Background Genetic diversity of finger millet (Eleusine coracana), a nutritious neglected staple cereal in Africa and South Asia is largely uncharacterized. This study analysed 82 published SSR markers for finger millet across 10 diverse accessions to compile an informative set for genetic characterisation. Extensive optimization compared single samples with bulked leaf or bulked DNA samples for capturing within accession genetic diversity. The markers were evaluated to determine (1) how efficiently they amplified target loci during high-throughput genotyping with a generic PCR protocol, (2) ease of scoring PCR products and (3) polymorphism and ability to discern genetic diversity within the tested finger millet germplasm. Results Across 88 samples, the 52 markers that worked well amplified 274 alleles, ranging from 2 to 14 per locus with a mean of 4.89. Major allele frequency ranged from 0.18 to 0.93 with a mean of 0.57. Polymorphic Information Content (PIC) ranged from 0.13 to 0.88 with a mean of 0.5 and availability varied between 64 and 100% with a mean of 92.8%. Heterozygosity ranged from 0 to 1.0, with a mean of 0.26. Discussion Five individual samples from an accession captured the largest number of alleles per locus compared to the four different bulked sampling strategies but this difference was not significant. The identified set comprised 20 markers: UGEP24, UGEP53, UGEP84, UGEP27, UGEP98, UGEP95, UGEP64, UGEP33, UGEP67, UGEP106, UGEP110, UGEP57, UGEP96, UGEP66, UGEP46, UGEP79, UGEP20, UGEP12, UGEP73 and UGEP5 and was since used to assess East African finger millet genetic diversity in two separate studies.

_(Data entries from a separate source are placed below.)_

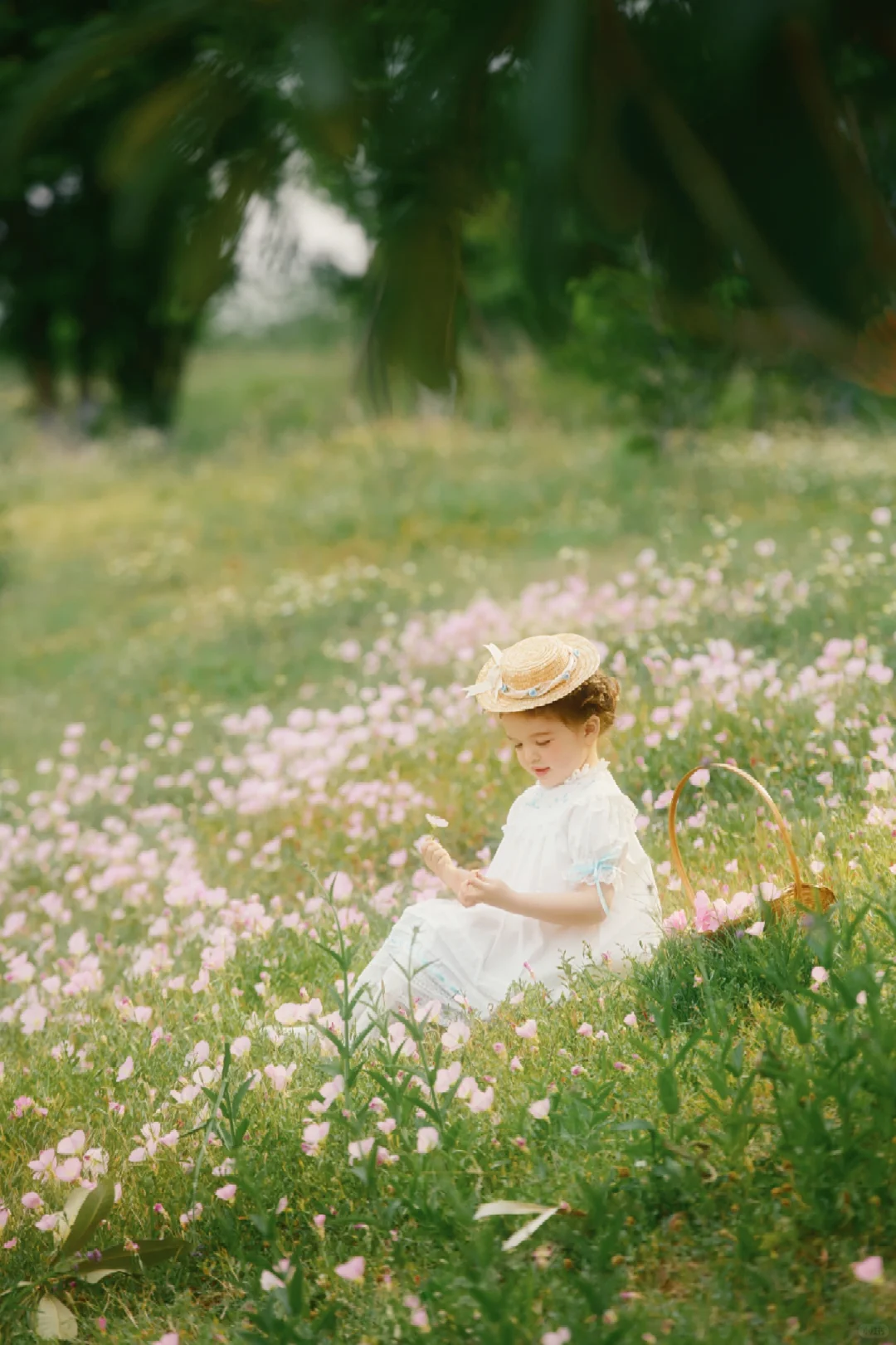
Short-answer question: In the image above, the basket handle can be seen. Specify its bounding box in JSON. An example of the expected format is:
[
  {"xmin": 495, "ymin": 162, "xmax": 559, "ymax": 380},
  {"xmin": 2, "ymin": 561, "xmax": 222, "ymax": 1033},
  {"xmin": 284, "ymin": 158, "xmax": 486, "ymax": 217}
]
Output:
[{"xmin": 669, "ymin": 761, "xmax": 809, "ymax": 908}]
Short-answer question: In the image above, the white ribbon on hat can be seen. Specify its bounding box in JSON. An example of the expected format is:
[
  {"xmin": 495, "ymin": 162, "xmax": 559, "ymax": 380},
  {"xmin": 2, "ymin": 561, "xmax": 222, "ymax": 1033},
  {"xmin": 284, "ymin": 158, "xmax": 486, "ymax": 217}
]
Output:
[
  {"xmin": 464, "ymin": 644, "xmax": 578, "ymax": 701},
  {"xmin": 464, "ymin": 644, "xmax": 503, "ymax": 695}
]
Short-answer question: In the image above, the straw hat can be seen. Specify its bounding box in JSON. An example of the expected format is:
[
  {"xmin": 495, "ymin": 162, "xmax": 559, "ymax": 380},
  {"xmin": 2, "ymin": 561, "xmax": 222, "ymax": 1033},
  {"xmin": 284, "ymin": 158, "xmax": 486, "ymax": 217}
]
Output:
[{"xmin": 464, "ymin": 632, "xmax": 600, "ymax": 714}]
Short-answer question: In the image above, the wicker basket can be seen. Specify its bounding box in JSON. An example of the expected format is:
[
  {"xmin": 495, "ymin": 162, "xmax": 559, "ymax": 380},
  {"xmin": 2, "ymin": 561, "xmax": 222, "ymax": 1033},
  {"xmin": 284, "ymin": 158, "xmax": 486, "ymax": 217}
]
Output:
[{"xmin": 669, "ymin": 761, "xmax": 837, "ymax": 938}]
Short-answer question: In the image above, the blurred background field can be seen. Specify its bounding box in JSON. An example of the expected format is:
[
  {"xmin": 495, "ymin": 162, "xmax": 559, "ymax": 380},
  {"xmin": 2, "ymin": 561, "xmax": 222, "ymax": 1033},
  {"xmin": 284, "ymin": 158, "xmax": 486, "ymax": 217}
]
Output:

Identification of groundnut (Arachis hypogaea) SSR markers suitable for multiple resistance traits QTL mapping in African germplasm

Background This study aimed to identify and select informative Simple Sequence Repeat (SSR) markers that may be linked to resistance to important groundnut diseases such as Early Leaf Spot, Groundnut Rosette Disease, rust and aflatoxin contamination. To this end, 799 markers were screened across 16 farmer preferred and other cultivated African groundnut varieties that are routinely used in groundnut improvement, some with known resistance traits. Results The SSR markers amplified 817 loci and were graded on a scale of 1 to 4 according to successful amplification and ease of scoring of amplified alleles. Of these, 376 markers exhibited Polymorphic Information Content (PIC) values ranging from 0.06 to 0.86, with 1476 alleles detected at an average of 3.7 alleles per locus. The remaining 423 markers were either monomorphic or did not work well. The best performing polymorphic markers were subsequently used to construct a dissimilarity matrix that indicated the relatedness of the varieties in order to aid selection of appropriately diverse parents for groundnut improvement. The closest related varieties were MGV5 and ICGV-SM 90704 and most distant were Chalimbana and 47-10. The mean dissimilarity value was 0.51, ranging from 0.34 to 0.66. Discussion Of the 376 informative markers identified in this study, 139 (37%) have previously been mapped to the Arachis genome and can now be employed in Quantitative Trait Loci (QTL) mapping and the additional 237 markers identified can be used to improve the efficiency of introgression of resistance to multiple important biotic constraints into farmer-preferred varieties of Sub-Saharan Africa.